Solved: limitation "MAGG with LACP configuration is only s...

Wolfgang · ‎2022-10-26

I'm not sure but this limitations still exists in R81.10? LACP not possible with management interfaces with Maestro?

Dario_Perez · ‎2022-10-26

Hi is fully supported on R81.10 maestro and chassis.

Documentation will be updated soon

View solution in original post

Dario_Perez · ‎2022-10-26

Hi is fully supported on R81.10 maestro and chassis.

Documentation will be updated soon

MartinTzvetanov · ‎2022-10-31

I did an installation of Maestro with R81.10 and used the latest JHF available at that time (66 I believe) and couldn't make it work for magg. The same configuration works perfect for the management ports of Maestro itself and downlinks but not for magg.

Forgot to mention - I talk about configuring magg and lacp for Cisco VPC

RamGuy239 · ‎2023-08-30

What kind of issues were you facing? I have a Maestro VSX environment running Dual-Site, Single-Orch, and it's behaving strangely. This is running R81.20 + JHF Take 24, so it should be supported.

We are seeing a ton of these messages in /var/log/messages on all Security Group members:

kernel:magg0: An illegal loopback occurred on adapter (eth1-Mgmt1)

kernel:Check the configuration to verify that all adapters are connected to 802.3ad compliant switch ports

kernel:magg0: An illegal loopback occurred on adapter (eth1-Mgmt2)

I have verified both the Check Point side of things and the switch side of things. Everything should be good. But these messages keep on appearing. This is my first time running 802.3AD/LACP on magg, everyone else I'm working with is running XOR.

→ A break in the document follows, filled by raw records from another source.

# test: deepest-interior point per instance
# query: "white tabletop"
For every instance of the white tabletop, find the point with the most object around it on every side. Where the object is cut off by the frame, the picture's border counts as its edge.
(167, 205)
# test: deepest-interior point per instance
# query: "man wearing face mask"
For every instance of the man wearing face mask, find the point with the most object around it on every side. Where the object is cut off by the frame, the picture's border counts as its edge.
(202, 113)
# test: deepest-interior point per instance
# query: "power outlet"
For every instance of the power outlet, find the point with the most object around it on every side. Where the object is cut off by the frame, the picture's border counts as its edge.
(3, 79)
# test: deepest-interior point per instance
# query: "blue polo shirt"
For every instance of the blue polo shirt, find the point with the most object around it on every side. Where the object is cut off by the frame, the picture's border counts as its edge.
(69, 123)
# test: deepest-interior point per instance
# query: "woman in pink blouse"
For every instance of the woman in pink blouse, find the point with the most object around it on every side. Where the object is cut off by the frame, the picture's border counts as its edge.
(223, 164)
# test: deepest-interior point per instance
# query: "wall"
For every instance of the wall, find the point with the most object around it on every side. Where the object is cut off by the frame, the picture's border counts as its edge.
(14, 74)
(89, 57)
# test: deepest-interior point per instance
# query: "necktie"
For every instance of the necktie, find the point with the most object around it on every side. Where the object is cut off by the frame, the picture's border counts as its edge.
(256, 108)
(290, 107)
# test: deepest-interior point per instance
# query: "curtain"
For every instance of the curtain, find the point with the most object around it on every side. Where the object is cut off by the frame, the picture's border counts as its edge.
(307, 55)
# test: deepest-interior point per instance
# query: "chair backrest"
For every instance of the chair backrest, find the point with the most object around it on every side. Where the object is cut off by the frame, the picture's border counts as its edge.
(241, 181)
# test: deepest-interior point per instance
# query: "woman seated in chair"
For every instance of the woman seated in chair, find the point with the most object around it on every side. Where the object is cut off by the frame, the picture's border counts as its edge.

There is only a single Security Group, not being able to share magg shouldn't be a problem. Unless "Dual-Site" and the fact that we have two chassis as a result of this also counts as "shared"?

Certifications: CCSA, CCSE, CCSM, CCSM ELITE, CCTA, CCTE, CCVS, CCME

Wolfgang · ‎2023-08-30

@RamGuy239 to be sure, did you checked twice your DualSite deployment. The magg0 should be build with interfaces from one site, only. Meaning from only one MHO in your described deployment.

RamGuy239 · ‎2023-08-30

Hmm.. Is this true when you have a Single Orch per site in a dual-site configuration? From the documentation, this isn't very clear. It mentions, "Important - When you connect two Quantum Maestro Orchestrators for redundancy, the Check Point Management Server connects only to one of the Quantum Maestro Orchestrators."

We don't have "redundancy" per se, as we only have a single orchestrator per site/chassis. How would this work? Site 2 is a disaster recovery site if there is a power outage, fire, flood, etc., taking out Site 1. How would Site 2 operate if it has no magg connections located on Site 2?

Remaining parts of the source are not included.